X-FAB France a pu accélérer son projet de relocalisation de technologies jusqu’ici produites en Asie grâce à un renforcement de son activité dans le secteur de l’automobile et l’aide de France Relance. 

Groupe allemand fabricant de semi-conducteurs, X-Fab brille d’une présence internationale grâce à ses six sites de production implantés dans quatre pays : quatre sites en Allemagne, un en Malaisie, un aux Etats-Unis et depuis 2016, un en France, à Corbeil-Essonnes (91). Un site bleu-blanc-rouge qui, après avoir pallié la pénurie de semi-conducteurs mondiale en répondant à une forte hausse de la demande, se concentre désormais sur une stratégie de développement initiée avant la crise.  
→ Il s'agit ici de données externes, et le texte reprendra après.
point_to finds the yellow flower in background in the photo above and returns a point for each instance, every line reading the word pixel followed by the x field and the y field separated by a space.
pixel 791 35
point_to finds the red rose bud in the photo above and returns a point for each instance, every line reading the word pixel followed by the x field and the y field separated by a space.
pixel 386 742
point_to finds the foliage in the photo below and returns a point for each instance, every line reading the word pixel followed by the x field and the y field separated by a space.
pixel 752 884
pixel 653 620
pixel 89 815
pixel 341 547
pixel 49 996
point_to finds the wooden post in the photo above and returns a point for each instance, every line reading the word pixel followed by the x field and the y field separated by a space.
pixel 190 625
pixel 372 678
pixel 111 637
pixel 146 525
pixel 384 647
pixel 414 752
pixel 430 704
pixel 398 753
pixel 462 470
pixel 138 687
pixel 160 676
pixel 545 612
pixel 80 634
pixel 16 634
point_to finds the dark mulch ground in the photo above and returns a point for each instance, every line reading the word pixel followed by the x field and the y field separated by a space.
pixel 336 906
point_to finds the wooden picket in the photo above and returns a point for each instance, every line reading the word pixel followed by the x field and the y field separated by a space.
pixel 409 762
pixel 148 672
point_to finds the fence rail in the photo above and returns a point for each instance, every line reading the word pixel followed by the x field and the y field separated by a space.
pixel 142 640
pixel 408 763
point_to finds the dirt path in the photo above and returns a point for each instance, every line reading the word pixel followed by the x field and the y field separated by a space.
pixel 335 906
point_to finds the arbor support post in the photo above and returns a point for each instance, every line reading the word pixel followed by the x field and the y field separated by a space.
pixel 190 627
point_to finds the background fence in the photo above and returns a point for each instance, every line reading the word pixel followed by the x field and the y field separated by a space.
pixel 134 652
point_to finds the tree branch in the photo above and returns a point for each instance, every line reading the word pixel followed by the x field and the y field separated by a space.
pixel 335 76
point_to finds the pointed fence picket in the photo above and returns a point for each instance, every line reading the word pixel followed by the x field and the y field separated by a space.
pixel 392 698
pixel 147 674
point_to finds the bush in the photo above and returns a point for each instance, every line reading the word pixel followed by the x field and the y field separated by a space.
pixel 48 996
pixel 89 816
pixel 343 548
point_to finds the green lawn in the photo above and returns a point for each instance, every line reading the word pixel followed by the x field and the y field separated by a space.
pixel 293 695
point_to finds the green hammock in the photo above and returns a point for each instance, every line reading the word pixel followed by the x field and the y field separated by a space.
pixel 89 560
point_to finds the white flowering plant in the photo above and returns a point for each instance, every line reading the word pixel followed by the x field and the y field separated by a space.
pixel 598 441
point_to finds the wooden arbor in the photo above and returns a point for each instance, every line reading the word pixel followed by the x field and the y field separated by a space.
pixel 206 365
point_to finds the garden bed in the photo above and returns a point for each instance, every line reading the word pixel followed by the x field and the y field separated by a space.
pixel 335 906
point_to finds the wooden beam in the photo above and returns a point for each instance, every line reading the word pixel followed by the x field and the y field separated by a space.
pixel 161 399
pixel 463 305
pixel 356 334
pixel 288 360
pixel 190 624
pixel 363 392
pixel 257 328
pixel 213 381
Au programme : un projet de relocalisation de technologies jusque-là fabriquées en Asie, désormais soutenu par France Relance. Stratégique pour X-Fab France, cette partie de son activité devrait ainsi être activée dans l’Essonne, grâce à un financement de l’Etat français à hauteur de 5,7 millions d’euros.  

Le semi-conducteur, matériau omniprésent du quotidien 

Jusqu’alors, les composants fabriqués par la filiale répondaient à des besoins généraux à destination des secteurs de l’automobile, du médical ou des télécommunications. Pour répondre à des ambitions de sauvegarde de l’emploi et de multiplication de l’activité (objectif x2 d’ici 2023), X-FAB France a décidé de miser sur une présence accrue dans les circuits pour l’automobile. Un virage permettant également à l’entreprise de réduire sa dépendance aux composants radiofréquences pour les équipements de communication sans fil, secteur représentant aujourd’hui 80% de l’activité de l’usine francilienne.  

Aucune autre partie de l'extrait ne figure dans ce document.